6. Tools as a gift for life – When working with adults we identify and define a certain goal they wish to achieve, following by setting stepping- stones and going through processes to achieve that goal. When it comes to children, after 15 years of experience, I have come to realize it is not the case. By using images and metaphors, we connect them to their emotional world. The child creates the setting of his own emotional world, in which we choose the specific, most suitable stepping- stones / techniques for him. Doing so we actually drive him to be more motivated in the process. (consider this: what are the odds of resisting something you have created?) . That setting which the child creates and the tools he collects in the process, will become an integral part of him. Children who have those tools, experience success and have realized that it works will, consequently, use them once they encounter future challenges that life has in store. The way I see it- the difficulty is the best excuse to gain the tools as a gift for life.

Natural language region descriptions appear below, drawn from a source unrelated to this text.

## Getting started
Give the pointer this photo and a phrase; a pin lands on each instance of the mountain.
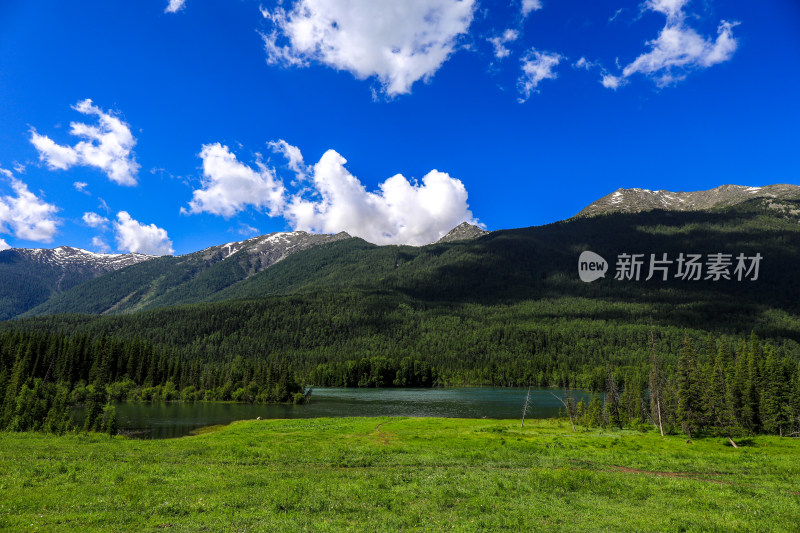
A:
(29, 277)
(638, 200)
(171, 280)
(463, 232)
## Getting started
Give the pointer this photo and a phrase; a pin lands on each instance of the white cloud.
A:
(610, 81)
(678, 49)
(26, 215)
(107, 146)
(230, 186)
(93, 220)
(174, 6)
(398, 43)
(292, 155)
(399, 213)
(100, 245)
(530, 5)
(670, 8)
(536, 66)
(132, 236)
(246, 230)
(500, 50)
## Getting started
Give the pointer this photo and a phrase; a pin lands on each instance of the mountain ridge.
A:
(636, 200)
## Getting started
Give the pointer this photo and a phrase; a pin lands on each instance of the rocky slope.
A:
(29, 277)
(182, 279)
(463, 232)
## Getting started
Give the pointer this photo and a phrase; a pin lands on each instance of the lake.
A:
(177, 419)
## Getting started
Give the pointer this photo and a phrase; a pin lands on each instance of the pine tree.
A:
(690, 409)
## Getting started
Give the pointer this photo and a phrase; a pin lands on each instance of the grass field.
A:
(398, 474)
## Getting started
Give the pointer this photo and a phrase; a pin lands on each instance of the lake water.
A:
(177, 419)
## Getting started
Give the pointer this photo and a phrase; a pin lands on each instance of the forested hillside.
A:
(504, 309)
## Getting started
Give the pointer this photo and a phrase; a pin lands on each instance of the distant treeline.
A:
(723, 389)
(42, 375)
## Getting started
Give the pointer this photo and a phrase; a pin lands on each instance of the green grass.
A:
(398, 474)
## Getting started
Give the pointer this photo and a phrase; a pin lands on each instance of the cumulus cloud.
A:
(499, 42)
(678, 49)
(26, 215)
(100, 245)
(529, 6)
(174, 6)
(292, 154)
(330, 199)
(133, 236)
(398, 43)
(107, 146)
(610, 81)
(230, 186)
(93, 220)
(536, 66)
(400, 212)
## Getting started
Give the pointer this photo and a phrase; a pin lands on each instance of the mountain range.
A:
(637, 200)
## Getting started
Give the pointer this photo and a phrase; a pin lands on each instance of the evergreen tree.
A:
(690, 408)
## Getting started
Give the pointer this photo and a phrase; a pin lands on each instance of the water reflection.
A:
(176, 419)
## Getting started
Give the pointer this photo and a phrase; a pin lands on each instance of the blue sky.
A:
(167, 127)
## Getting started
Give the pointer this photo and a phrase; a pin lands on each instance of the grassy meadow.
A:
(398, 474)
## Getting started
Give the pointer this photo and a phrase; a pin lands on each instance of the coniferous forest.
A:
(502, 310)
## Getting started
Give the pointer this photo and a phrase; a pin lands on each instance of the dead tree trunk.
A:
(655, 379)
(525, 407)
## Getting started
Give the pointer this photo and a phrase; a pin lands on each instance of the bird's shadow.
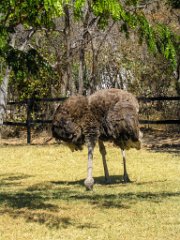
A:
(115, 179)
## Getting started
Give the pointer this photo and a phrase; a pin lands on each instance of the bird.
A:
(106, 115)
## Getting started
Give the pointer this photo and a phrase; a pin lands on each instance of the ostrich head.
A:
(66, 126)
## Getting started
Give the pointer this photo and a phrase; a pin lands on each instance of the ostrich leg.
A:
(102, 150)
(125, 177)
(89, 182)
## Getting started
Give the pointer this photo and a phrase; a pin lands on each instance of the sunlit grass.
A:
(42, 196)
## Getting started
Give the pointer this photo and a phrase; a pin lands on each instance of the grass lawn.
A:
(42, 196)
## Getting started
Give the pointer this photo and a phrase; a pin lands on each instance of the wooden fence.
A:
(29, 103)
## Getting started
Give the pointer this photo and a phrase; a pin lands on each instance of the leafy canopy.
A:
(40, 14)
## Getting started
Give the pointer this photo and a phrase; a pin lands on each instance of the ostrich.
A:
(106, 115)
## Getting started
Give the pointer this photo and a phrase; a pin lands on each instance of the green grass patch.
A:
(42, 196)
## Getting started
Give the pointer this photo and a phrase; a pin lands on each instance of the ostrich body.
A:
(106, 115)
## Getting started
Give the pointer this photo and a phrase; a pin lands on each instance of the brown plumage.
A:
(106, 115)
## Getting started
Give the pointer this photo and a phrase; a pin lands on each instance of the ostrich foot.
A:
(89, 182)
(126, 178)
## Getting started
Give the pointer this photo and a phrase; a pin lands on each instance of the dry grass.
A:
(42, 196)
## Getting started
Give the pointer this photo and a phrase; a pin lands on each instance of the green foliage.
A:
(174, 3)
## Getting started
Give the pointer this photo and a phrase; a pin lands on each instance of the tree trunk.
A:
(68, 84)
(3, 94)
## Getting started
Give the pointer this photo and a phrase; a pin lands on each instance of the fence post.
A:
(28, 120)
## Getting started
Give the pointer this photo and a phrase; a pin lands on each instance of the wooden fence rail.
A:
(30, 122)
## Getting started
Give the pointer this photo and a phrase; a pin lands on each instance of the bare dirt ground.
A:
(157, 140)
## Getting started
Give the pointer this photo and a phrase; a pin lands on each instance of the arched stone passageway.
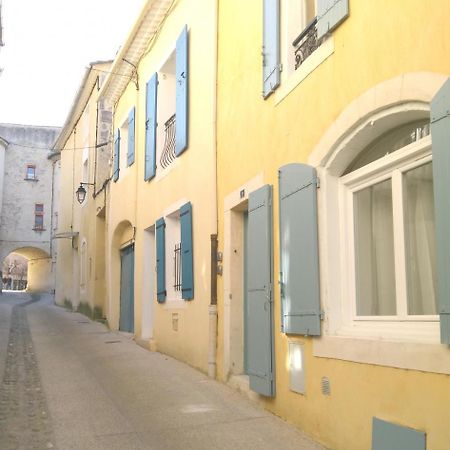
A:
(122, 238)
(39, 267)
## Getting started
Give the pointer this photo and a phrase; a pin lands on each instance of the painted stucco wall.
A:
(81, 227)
(177, 327)
(26, 145)
(404, 41)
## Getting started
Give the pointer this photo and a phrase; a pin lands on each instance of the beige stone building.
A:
(26, 199)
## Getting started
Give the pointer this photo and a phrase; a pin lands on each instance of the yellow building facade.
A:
(328, 303)
(161, 204)
(269, 218)
(85, 150)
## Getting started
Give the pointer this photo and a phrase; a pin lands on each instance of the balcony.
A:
(168, 152)
(306, 43)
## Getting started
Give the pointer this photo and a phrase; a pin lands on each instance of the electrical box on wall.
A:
(296, 368)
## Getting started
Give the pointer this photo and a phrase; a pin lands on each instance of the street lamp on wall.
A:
(81, 192)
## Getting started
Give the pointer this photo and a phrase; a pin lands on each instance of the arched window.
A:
(387, 215)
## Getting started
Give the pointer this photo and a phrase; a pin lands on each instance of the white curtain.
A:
(420, 241)
(374, 251)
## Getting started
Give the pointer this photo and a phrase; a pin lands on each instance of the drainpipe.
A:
(212, 341)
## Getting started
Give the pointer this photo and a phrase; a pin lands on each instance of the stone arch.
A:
(123, 235)
(40, 278)
(384, 106)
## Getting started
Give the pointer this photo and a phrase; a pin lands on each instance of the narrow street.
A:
(69, 383)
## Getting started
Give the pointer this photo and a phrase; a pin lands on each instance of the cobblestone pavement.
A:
(71, 384)
(24, 419)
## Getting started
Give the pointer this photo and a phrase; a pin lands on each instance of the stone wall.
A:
(26, 145)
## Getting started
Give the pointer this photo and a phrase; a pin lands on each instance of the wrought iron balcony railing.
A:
(168, 154)
(306, 43)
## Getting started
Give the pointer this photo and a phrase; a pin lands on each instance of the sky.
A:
(48, 45)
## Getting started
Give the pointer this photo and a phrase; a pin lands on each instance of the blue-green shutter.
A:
(161, 260)
(440, 134)
(187, 256)
(150, 127)
(131, 136)
(182, 93)
(330, 13)
(116, 166)
(390, 436)
(299, 253)
(259, 325)
(271, 46)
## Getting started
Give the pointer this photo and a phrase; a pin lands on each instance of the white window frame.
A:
(392, 166)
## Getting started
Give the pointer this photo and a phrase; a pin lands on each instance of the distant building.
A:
(26, 212)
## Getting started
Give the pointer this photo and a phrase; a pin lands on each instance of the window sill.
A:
(425, 357)
(308, 66)
(175, 304)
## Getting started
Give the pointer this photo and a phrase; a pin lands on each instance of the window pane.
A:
(390, 142)
(374, 251)
(420, 240)
(31, 170)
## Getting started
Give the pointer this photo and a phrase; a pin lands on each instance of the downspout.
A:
(213, 315)
(96, 141)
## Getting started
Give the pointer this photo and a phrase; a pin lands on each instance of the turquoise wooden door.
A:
(126, 322)
(260, 360)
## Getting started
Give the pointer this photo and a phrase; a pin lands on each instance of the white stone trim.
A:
(385, 106)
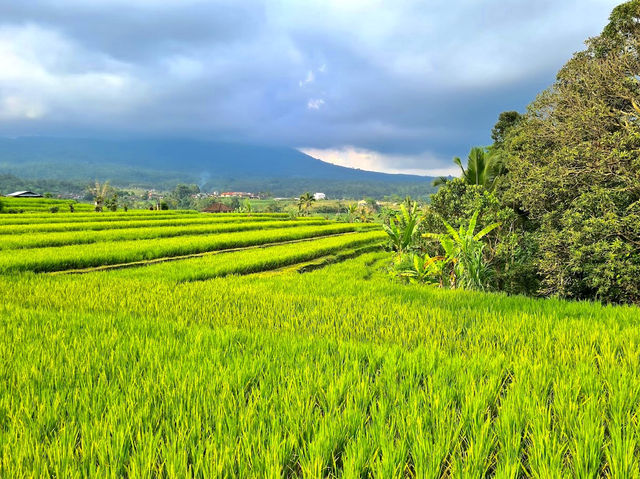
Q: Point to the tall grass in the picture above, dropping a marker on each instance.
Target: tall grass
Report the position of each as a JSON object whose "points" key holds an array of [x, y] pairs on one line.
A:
{"points": [[87, 255], [334, 373]]}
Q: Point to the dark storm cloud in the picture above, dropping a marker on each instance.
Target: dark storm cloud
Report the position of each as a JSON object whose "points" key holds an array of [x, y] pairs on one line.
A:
{"points": [[386, 85]]}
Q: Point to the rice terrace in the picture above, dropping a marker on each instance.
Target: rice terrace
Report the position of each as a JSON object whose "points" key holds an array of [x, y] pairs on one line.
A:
{"points": [[236, 240]]}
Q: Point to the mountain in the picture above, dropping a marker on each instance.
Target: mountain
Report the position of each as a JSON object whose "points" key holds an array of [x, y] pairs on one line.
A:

7. Visualization and cynicism – Adults can be quite cynical when it comes to using their imagination. More often than not, I would hear them say: “great, I closed my eyes … it was nice. but how do I implement it in my own life?” yet with children it’s completely different! Visualizing or picturing things is part of who they are, so they use it almost on a daily basis. (they are still too young to be convinced that using their imagination is something that doesn’t work) which makes guiding them through the process much simpler.
8. Closed eyes : Yes or No? – it’s common knowledge that people absorb the environment through their senses. Sight among others. Through our eyes we receive many stimuli and as adults we need to close our eyes to focus, in order to turn our attention inward which makes it easier to picture things.
Children, on the other hand, don’t have to close their eyes and sit quietly while being trained. Sometimes their need to be in control doesn’t allow them to close their eyes. That’s why, they can undergo many techniques / processes in a more experience- based way, without having to close their eyes. At the end of the day, from my experience, it’s important to find the most suitable manner for every child.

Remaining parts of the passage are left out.